Industrial & Logistics: The Development of Real Estate Investments

Logistics is nowadays a key segment in terms of investment in real estate and this trend seems to continue in the nearest future. ‘Industrial & logistics’ is the most requested real estate market segment in Europe (according to BNP Paribas’ Property Report on European Logistics Market, “Real Estate for a changing world”, issued in February 2018): the relative volumes in the market achieved new record levels outperforming offices.

The take-up of logistics spaces over 5,000 square meters grew all over Europe.

The take-up of logistics spaces over 5,000 square meters in the 21 monitored cities all over Europe grew by 9% in 2017 compared to 2016, with record peaks in the Netherlands, Spain and France. However, the lack of new developments to meet investor requirements is having an impact on the market.

In the Netherlands, the main reasons of this rise are business confidence, domestic demand and industrial production. The take-up reached record levels, up 117% in 2017 compared to 2016.

In Spain, the sustained growth in the economy and e-commerce stimulated the market, so much that in Madrid the take-up has more than doubled compared to 2016.

The French market exceeded 4 million square meters, supported by economic growth and greater stabilization of the Country after the presidential elections.

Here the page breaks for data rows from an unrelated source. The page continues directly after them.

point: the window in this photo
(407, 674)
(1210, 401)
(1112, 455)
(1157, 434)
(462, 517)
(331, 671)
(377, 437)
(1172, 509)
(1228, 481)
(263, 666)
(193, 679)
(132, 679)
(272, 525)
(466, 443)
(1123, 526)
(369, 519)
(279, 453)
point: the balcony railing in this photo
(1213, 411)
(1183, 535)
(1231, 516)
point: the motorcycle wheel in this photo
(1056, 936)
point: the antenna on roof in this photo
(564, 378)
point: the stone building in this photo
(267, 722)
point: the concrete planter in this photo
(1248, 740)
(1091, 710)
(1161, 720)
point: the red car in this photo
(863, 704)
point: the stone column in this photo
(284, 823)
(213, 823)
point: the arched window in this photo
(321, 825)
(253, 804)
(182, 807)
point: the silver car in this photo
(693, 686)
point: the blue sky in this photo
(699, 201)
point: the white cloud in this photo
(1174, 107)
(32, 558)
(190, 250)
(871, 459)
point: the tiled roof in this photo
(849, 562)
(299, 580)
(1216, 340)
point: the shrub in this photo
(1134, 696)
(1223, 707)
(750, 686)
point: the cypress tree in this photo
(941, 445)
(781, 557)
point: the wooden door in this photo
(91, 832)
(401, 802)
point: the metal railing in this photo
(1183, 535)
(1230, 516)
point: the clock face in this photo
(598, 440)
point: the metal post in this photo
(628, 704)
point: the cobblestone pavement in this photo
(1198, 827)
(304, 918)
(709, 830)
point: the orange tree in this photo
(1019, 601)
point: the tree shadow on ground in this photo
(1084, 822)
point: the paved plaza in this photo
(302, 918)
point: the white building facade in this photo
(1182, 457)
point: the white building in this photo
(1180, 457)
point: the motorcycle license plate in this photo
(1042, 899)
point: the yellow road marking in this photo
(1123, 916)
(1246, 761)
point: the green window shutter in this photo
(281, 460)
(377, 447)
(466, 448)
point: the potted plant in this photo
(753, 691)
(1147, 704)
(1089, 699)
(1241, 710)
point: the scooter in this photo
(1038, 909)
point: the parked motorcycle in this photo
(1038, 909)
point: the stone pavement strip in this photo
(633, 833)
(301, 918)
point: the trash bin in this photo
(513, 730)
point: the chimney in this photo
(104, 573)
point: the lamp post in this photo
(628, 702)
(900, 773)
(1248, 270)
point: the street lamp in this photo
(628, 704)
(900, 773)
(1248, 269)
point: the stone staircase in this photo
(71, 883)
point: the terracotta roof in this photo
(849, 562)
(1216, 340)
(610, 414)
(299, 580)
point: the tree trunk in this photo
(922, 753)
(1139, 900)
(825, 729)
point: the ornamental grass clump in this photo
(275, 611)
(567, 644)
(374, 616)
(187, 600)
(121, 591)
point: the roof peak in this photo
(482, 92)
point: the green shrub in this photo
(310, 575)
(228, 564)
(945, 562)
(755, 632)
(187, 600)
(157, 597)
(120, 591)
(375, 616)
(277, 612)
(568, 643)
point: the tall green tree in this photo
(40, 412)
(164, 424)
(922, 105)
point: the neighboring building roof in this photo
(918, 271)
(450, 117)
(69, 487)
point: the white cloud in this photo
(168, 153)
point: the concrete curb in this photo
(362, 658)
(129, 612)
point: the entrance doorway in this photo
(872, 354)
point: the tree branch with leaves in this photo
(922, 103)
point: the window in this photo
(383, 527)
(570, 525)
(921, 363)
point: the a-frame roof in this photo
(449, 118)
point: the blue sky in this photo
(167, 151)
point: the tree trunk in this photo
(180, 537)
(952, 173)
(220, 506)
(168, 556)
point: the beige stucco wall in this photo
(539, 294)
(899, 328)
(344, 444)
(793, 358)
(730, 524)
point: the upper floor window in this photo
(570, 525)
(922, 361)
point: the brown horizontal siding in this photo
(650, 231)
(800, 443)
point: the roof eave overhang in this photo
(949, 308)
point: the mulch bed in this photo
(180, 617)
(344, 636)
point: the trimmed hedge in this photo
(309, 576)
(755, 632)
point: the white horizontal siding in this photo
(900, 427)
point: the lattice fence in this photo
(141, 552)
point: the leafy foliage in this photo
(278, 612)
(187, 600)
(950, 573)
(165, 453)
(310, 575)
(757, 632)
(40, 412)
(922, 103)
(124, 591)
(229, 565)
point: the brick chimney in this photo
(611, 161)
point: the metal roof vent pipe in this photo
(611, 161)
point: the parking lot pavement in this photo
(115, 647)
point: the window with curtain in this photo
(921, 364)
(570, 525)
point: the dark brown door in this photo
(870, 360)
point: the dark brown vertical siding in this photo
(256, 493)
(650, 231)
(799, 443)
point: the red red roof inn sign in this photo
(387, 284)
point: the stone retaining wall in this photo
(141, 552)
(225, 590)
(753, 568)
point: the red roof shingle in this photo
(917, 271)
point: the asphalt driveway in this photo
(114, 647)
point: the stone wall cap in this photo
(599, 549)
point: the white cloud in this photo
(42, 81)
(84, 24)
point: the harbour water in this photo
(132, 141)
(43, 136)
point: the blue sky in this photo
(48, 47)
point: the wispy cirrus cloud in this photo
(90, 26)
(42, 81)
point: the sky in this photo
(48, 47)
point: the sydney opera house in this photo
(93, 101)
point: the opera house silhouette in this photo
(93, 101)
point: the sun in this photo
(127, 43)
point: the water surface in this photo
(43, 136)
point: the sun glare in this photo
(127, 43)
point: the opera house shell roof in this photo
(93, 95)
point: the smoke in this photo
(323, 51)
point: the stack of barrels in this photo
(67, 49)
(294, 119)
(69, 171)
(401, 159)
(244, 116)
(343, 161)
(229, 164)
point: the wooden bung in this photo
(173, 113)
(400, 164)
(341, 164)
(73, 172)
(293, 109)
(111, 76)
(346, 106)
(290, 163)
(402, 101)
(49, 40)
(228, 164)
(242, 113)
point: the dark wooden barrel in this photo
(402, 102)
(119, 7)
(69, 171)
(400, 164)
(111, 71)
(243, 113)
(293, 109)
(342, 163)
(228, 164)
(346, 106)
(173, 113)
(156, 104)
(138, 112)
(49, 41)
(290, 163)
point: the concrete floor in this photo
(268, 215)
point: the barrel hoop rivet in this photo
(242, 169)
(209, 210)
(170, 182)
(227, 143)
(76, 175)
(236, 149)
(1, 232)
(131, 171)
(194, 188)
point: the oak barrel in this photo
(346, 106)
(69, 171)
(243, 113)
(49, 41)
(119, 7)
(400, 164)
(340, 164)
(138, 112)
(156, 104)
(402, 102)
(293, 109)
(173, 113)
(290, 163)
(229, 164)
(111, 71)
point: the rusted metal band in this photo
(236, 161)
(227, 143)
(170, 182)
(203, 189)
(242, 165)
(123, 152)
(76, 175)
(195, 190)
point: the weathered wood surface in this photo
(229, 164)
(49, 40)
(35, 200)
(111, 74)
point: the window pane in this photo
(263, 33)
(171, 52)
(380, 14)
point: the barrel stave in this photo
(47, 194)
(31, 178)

The market experienced a high demand for large distributors in the food and e-commerce sectors.

In the United Kingdom and Germany, the demand for logistics space weakened in 2017, respectively by 24% and 9%: the market remained dynamic, though not as fast-paced as in 2016.

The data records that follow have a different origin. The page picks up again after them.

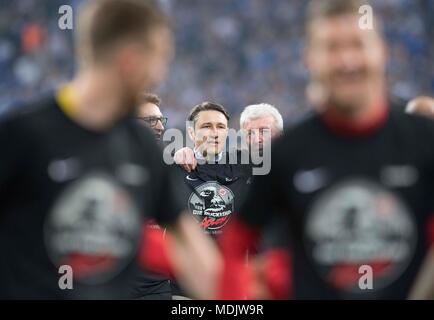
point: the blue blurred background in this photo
(235, 52)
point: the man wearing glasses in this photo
(150, 113)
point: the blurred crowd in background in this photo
(234, 52)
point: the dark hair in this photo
(104, 23)
(320, 9)
(206, 106)
(151, 98)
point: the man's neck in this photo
(94, 101)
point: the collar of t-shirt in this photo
(343, 127)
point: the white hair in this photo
(256, 111)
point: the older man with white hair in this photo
(259, 123)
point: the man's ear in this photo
(191, 134)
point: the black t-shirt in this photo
(216, 191)
(71, 196)
(355, 206)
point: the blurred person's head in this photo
(346, 63)
(128, 42)
(260, 123)
(422, 105)
(149, 112)
(208, 128)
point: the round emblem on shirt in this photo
(212, 204)
(360, 226)
(94, 227)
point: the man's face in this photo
(153, 116)
(260, 131)
(345, 60)
(210, 132)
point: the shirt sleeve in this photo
(9, 158)
(169, 204)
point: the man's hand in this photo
(186, 159)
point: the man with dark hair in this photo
(354, 181)
(216, 186)
(149, 112)
(78, 178)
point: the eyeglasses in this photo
(152, 121)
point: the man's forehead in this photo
(338, 26)
(211, 116)
(149, 109)
(263, 122)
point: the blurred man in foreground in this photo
(422, 105)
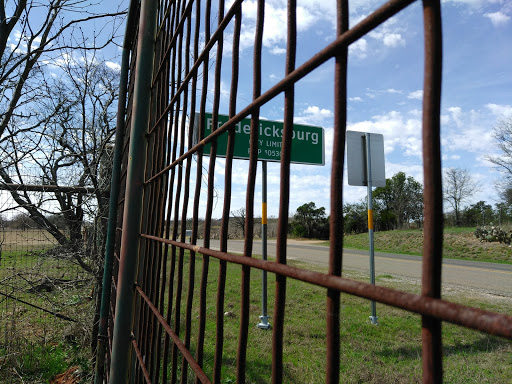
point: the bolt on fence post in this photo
(264, 324)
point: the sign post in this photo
(307, 148)
(365, 166)
(373, 317)
(264, 324)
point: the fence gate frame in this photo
(159, 87)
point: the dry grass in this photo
(458, 243)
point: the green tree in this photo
(477, 214)
(458, 186)
(355, 218)
(310, 221)
(399, 202)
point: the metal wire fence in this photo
(46, 297)
(164, 290)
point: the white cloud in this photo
(113, 66)
(314, 115)
(393, 40)
(456, 115)
(277, 50)
(358, 49)
(416, 95)
(389, 34)
(498, 18)
(500, 110)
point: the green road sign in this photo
(307, 142)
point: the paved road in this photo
(486, 277)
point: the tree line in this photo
(399, 205)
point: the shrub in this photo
(493, 234)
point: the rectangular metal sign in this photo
(356, 159)
(307, 142)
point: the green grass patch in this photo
(387, 353)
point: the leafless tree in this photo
(69, 143)
(35, 35)
(502, 134)
(458, 186)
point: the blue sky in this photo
(385, 80)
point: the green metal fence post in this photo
(121, 344)
(114, 197)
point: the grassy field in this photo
(458, 243)
(35, 344)
(387, 353)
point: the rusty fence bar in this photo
(157, 305)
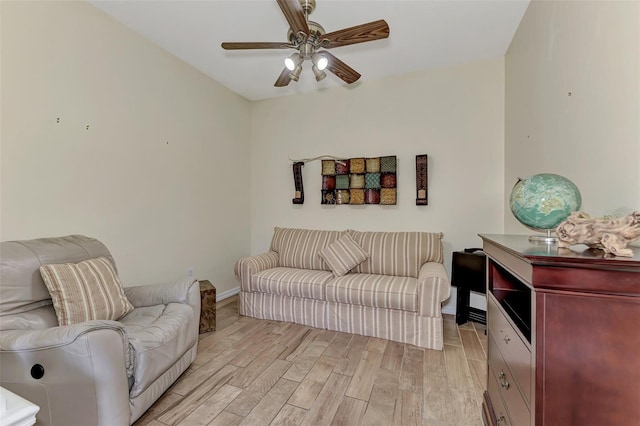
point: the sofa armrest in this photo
(433, 289)
(83, 370)
(248, 266)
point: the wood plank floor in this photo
(259, 372)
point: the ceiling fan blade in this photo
(295, 16)
(342, 70)
(255, 45)
(375, 30)
(283, 79)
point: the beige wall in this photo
(159, 175)
(455, 115)
(573, 101)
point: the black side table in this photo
(468, 273)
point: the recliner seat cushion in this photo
(379, 291)
(158, 336)
(292, 282)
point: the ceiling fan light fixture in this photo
(320, 61)
(292, 61)
(320, 75)
(295, 74)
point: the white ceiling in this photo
(423, 34)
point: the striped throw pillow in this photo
(85, 291)
(343, 255)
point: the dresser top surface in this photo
(535, 253)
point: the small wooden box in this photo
(207, 307)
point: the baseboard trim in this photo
(227, 294)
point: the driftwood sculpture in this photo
(610, 235)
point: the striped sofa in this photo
(389, 285)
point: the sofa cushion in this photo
(300, 248)
(292, 282)
(84, 291)
(158, 336)
(379, 291)
(343, 255)
(398, 253)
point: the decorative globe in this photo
(543, 201)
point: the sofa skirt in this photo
(390, 324)
(276, 307)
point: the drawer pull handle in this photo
(503, 380)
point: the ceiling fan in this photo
(309, 38)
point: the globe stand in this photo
(544, 239)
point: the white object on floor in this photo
(15, 410)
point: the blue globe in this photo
(544, 200)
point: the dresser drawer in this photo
(513, 398)
(514, 350)
(499, 411)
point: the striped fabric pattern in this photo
(398, 253)
(309, 312)
(390, 324)
(378, 291)
(291, 282)
(299, 248)
(343, 255)
(85, 291)
(246, 267)
(433, 288)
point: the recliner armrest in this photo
(76, 374)
(161, 294)
(25, 340)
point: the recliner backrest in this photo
(21, 287)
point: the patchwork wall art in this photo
(360, 181)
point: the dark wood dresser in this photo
(564, 335)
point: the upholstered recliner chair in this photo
(96, 372)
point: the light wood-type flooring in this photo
(260, 372)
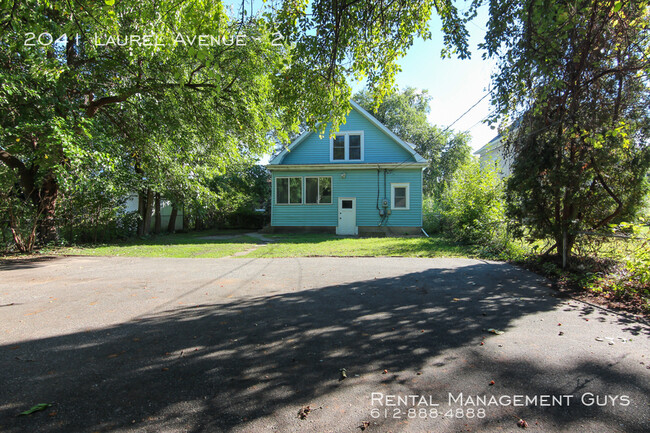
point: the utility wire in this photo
(441, 133)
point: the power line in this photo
(440, 134)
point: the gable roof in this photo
(408, 147)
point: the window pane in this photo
(355, 146)
(282, 190)
(311, 190)
(295, 190)
(400, 197)
(339, 147)
(325, 189)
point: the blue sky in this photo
(455, 85)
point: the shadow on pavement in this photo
(213, 367)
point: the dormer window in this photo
(347, 146)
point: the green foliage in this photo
(336, 41)
(574, 75)
(432, 215)
(473, 205)
(405, 113)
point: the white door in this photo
(347, 216)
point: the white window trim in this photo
(346, 146)
(304, 182)
(302, 195)
(392, 195)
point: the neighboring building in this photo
(493, 154)
(364, 180)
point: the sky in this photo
(455, 85)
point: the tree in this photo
(59, 85)
(473, 208)
(342, 39)
(575, 73)
(405, 113)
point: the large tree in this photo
(234, 97)
(53, 93)
(406, 114)
(574, 76)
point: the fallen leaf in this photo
(303, 412)
(37, 408)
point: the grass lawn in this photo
(176, 245)
(336, 246)
(209, 245)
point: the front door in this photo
(347, 216)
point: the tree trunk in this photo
(45, 202)
(141, 212)
(158, 219)
(171, 225)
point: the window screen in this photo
(355, 147)
(325, 189)
(400, 197)
(339, 147)
(311, 190)
(295, 190)
(282, 190)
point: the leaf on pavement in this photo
(37, 408)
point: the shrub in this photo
(473, 208)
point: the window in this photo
(338, 145)
(347, 146)
(288, 190)
(400, 196)
(318, 190)
(354, 147)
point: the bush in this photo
(473, 208)
(432, 219)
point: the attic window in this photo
(347, 146)
(288, 190)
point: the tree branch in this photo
(611, 194)
(94, 105)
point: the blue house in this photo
(364, 180)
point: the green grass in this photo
(314, 245)
(177, 245)
(334, 246)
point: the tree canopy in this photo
(574, 76)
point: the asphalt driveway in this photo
(242, 345)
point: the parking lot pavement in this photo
(250, 345)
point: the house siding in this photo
(378, 148)
(358, 183)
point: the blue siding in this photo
(361, 184)
(378, 147)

The trend confirms also in Italy, as shown by the annual survey on investment intentions carried out in Italy by CBRE, the world’s largest commercial real estate services firm.

Italian real estate investments expanded to 11.4 billion euro in 2017, up 23% compared to 2016. The sector therefore keeps on being a growth and development opportunity: looking at the survey data presented by CBRE in February, in fact, 20% of respondents expressed to prefer logistics as an investment (they were 14% in 2017), the second option after retail (23%).

The growth of e-commerce has played a positive role in this tendency. According to the E-commerce Observatory b2c of scientific-technological university Politecnico of Milan, in 2017 the value of online transactions reached 2,000 billion euros in the world and 23.6 billion in Italy, with an increase of 26%, of which 52% due to the exchange of products.

Automated conveyor at a GEODIS warehouseFrom an operational point of view, given the lack of new and large logistics spaces, in the next few years the 3PL players will respond mainly by implementing multi-storey warehouses. The goal is to optimize every available square meter and speed-up handling processes. The “vertical” depots, combined with automated picking systems, will increase the productivity of inbound and outbound flows, along with an efficient use of storage volumes.

With the boost in e-commerce, urban and ‘last mile’ logistics will also play an increasingly important role in consideration of the concentration of demand, the lack of storage spaces and environmental impact of transport.

The only way to compete successfully is to create a complex mix of strategies to keep costs under control while maintaining or increasing service levels, according to specific customers’ needs.